The city's arguments for throwing out the lawsuits revolve around legal technicalities, especially that the women failed to meet a statutory deadline of a maximum of 270 days for notifying the city of their lawsuits.

But in one case Coffin rejected the city's motion to dismiss on those grounds. The judge noted that the woman had argued that she couldn't file her lawsuit until Magaña was

arrested because she feared he would kill her. One threat was accompanied by "officer Magaña drawing his loaded service weapon, placing it on the [woman's] chest and threatening to kill her if she spoke about the sexual abuse. On one other occasion, these threats were accompanied by officer Magaña drawing his loaded service weapon, placing it on the [woman's] genitals and again threatening to kill her if she spoke about the sexual abuse."

Coffin wrote the death threats "plainly deterred" the woman from meeting the legal filing deadline for her lawsuit. He quoted another legal case as precedent, "to say to one who has been wronged, 'You had a remedy, but because the wrongdoer deterred you from pursuing that remedy under pain of death, the law stripped you of your remedy,' makes a mockery of the law."

Coffin noted that Magaña "was a police officer, a member of the very department which would be called upon to protect plaintiff against his threats if notice were filed."

Many of the women in the other cases make similar arguments that they couldn't meet lawsuit notice deadlines because they feared Magaña, although the judge has not yet ruled on the issue in those cases.

Other technicalities the city has argued include that it is legally immune from prosecution, subject to damage limits, that the women improperly filed their lawsuits using only initials and that Magaña himself was primarily responsible for any damage.

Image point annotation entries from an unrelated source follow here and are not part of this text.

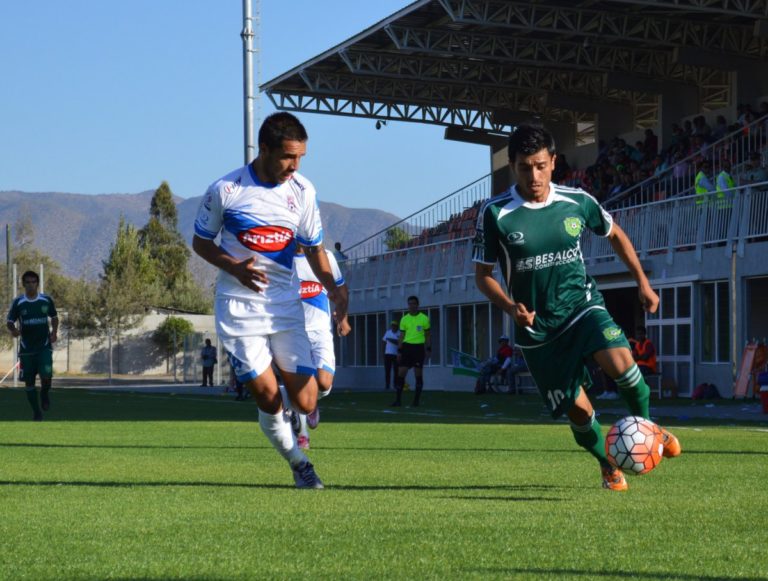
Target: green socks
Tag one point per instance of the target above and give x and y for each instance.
(590, 437)
(33, 401)
(635, 391)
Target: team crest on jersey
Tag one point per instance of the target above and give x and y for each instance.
(612, 333)
(310, 289)
(516, 238)
(572, 226)
(266, 238)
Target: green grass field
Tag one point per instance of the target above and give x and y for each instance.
(134, 486)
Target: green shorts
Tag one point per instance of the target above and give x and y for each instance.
(34, 364)
(558, 367)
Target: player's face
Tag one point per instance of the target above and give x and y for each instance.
(30, 286)
(279, 164)
(534, 174)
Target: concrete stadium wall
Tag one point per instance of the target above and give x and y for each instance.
(135, 353)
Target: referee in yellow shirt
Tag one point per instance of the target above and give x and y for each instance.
(415, 343)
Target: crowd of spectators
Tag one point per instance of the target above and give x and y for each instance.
(620, 166)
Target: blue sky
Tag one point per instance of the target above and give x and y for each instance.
(106, 96)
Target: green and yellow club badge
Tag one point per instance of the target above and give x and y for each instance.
(572, 226)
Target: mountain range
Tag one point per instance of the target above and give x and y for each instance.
(78, 230)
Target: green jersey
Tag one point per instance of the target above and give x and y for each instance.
(33, 315)
(538, 248)
(414, 328)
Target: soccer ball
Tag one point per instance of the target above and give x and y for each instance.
(634, 444)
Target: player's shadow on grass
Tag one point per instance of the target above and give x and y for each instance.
(593, 574)
(268, 447)
(270, 486)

The city has also argued in some of the cases that the victims themselves were partially to blame for the sex abuse.

"Plaintiff's alleged injuries and damages were caused at least in part by her own negligence," the city argued in one case, alleging that she agreed to meet with Magaña, allowed him in her home and failed to report his misconduct.

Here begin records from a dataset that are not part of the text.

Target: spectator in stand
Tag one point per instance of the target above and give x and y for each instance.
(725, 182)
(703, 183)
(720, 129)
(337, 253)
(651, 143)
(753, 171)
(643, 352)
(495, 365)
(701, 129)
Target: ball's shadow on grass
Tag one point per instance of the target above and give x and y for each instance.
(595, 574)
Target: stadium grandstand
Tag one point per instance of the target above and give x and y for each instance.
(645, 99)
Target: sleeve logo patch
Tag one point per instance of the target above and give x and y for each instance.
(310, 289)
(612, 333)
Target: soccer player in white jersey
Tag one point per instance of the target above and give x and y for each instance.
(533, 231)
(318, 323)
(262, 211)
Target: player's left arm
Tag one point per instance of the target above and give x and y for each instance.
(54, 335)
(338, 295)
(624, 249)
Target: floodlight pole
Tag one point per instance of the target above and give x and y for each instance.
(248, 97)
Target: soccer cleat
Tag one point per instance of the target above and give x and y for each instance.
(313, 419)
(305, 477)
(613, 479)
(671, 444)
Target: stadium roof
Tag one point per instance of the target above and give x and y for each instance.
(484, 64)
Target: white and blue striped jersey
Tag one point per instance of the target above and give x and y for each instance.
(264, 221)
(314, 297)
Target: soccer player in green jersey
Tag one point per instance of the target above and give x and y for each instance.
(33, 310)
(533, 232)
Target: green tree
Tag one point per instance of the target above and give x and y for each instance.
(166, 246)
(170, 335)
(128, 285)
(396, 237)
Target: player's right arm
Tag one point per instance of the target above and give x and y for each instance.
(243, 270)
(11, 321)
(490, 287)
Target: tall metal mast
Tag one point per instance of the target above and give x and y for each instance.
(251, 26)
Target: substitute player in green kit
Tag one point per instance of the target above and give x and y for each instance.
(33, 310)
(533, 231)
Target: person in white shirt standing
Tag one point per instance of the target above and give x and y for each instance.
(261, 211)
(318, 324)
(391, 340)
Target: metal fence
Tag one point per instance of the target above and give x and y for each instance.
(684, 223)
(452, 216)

Another victim's sex abuse was due "at least in part by her own negligence," the city argued, alleging that she continued to go on patrol car rides with the officer, let him into her apartment and failed to report his misconduct to EPD.

In another case, the city argues that at least one of the incidents of alleged sexual abuse was consensual sex.

But one victim says what Magaña and the city did to her was far from consensual. The EPD officer used threats of arrest and shooting her with his police gun to force oral sex and groping at least 17 times, she alleged in her lawsuit. The woman noted that all she got when she complained to police was Magaña putting a gun to her genitals and threatening to "blow her insides out."

"Why the hell didn't they listen to me?" she said at Magaña's trial. "It's absolutely horrendous."